Knowing what is in the inventory of connected devices and segmenting can help with risks as well, says Zou.
“Poor network planning contributes significantly to amplifying the vulnerabilities of connected medical devices. Our research has found that the leading device on network segmented for medical devices is not medical devices,” he says.
“In fact, PCs make up more than 40 percent of the devices. The connected medical devices in this network is then exposed to all the malware, ransomware and viruses that can be downloaded by the PC and target the connected medical devices. Careful network planning and accurate micro segmentation can alleviate much of the issues connected medical devices face,” Zou says.
He says that many organizations unfortunately, do not maintain a real-time accurate inventory of their connected medical devices.
“This is one of the main reasons why organizations are challenged to plan their networks effectively. How can you set up your network well to house devices you don’t know you have?” he asks.
Training for the Battle
One route that would allow an HTM professional to be more prepared to address cybersecurity concerns is additional training. Several professional designations and programs of study exist to that end.
“Comptia A+ is a good one to start with, then if you know a little about networking you can go straight to the Comptia Security,” says Terry Boyles, who works in biomed at Parkview Health in Fort Wayne, Indiana, and who is in a hybrid position because of his training.
“I did the A+ and network and am working on the security now. Another good one is the CCNA. I have not tried that one yet. I have heard that it’s hard and it is recommended to take it in the two parts and not the single big test,” Boyles says.
Boyles adds that luckily most medical devices reside inside the hospital firewall.
“It is very helpful to try and keep them on their own VLANs.

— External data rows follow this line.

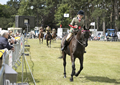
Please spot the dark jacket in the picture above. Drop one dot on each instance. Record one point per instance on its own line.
(4, 43)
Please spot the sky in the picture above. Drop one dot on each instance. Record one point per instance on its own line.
(3, 2)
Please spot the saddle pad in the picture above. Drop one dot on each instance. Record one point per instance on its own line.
(1, 53)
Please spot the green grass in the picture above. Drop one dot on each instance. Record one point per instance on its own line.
(101, 64)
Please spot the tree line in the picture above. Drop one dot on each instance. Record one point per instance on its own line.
(105, 13)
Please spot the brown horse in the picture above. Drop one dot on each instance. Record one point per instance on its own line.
(41, 35)
(54, 36)
(75, 49)
(48, 38)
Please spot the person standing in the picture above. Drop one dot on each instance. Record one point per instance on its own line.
(76, 24)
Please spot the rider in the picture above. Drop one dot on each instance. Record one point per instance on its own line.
(53, 30)
(76, 24)
(48, 29)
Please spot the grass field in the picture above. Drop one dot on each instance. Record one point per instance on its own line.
(101, 64)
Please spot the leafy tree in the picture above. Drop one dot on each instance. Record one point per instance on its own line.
(59, 16)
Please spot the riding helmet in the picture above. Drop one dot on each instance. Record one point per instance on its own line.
(81, 12)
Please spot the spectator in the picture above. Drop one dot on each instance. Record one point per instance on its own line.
(4, 44)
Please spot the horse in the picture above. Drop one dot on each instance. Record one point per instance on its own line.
(54, 36)
(75, 49)
(41, 35)
(48, 38)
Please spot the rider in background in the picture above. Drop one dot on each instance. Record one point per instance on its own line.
(76, 24)
(53, 31)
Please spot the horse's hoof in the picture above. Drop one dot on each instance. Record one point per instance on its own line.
(71, 79)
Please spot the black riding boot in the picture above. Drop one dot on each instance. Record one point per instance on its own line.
(65, 45)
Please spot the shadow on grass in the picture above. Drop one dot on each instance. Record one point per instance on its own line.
(101, 79)
(27, 77)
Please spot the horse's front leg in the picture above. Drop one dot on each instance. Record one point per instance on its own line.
(73, 68)
(42, 40)
(81, 65)
(64, 63)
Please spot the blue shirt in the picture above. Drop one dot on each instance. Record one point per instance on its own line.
(4, 43)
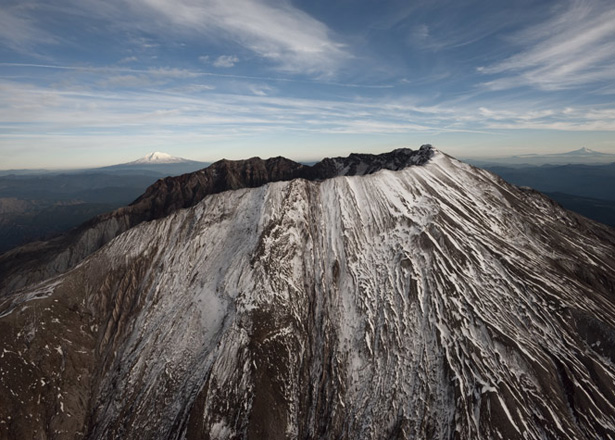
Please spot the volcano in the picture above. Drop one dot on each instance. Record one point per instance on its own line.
(404, 295)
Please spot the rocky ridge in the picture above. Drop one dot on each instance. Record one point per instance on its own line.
(435, 301)
(41, 260)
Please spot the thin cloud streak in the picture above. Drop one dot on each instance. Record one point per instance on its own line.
(184, 73)
(292, 39)
(573, 49)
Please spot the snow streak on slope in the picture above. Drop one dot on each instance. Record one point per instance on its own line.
(432, 302)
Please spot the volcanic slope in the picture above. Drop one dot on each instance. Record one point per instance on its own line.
(435, 301)
(42, 260)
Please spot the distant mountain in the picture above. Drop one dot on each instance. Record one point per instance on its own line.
(157, 158)
(159, 163)
(595, 181)
(581, 156)
(399, 296)
(37, 204)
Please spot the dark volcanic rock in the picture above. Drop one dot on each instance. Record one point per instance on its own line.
(41, 260)
(435, 301)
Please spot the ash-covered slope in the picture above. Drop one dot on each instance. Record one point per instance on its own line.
(436, 301)
(38, 261)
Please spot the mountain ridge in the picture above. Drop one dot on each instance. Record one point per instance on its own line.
(435, 301)
(171, 193)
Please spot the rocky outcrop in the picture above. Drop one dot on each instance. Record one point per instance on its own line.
(37, 261)
(431, 302)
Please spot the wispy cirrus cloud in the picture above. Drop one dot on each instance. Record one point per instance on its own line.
(20, 32)
(277, 31)
(574, 48)
(226, 61)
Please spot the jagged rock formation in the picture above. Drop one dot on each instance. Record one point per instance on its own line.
(42, 260)
(435, 301)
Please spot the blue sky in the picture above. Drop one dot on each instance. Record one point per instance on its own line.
(87, 82)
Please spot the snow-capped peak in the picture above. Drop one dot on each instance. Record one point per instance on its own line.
(158, 157)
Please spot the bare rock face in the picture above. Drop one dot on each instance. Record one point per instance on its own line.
(38, 261)
(432, 301)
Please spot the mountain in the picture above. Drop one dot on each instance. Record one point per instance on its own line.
(162, 164)
(583, 156)
(53, 202)
(157, 157)
(400, 296)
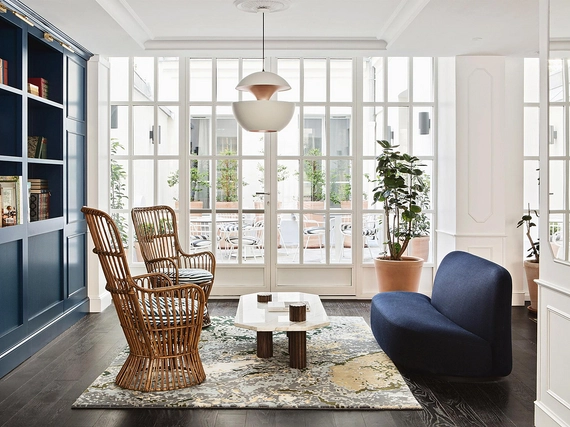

Depending on the size of the institution, if you can have your network instead of being on the hospital backbone, that helps,” he says.
With no let-up in the rate of cyber attacks and the prospect of making money via hacking, the work of IT, biomed and third-party providers wages on. A hardened defense will only be possible with information, preparation and a thorough assessment of all connected devices.
There are benefits to interoperability in the health care setting and then there are bad people who think the benefit is to allow them to prosper.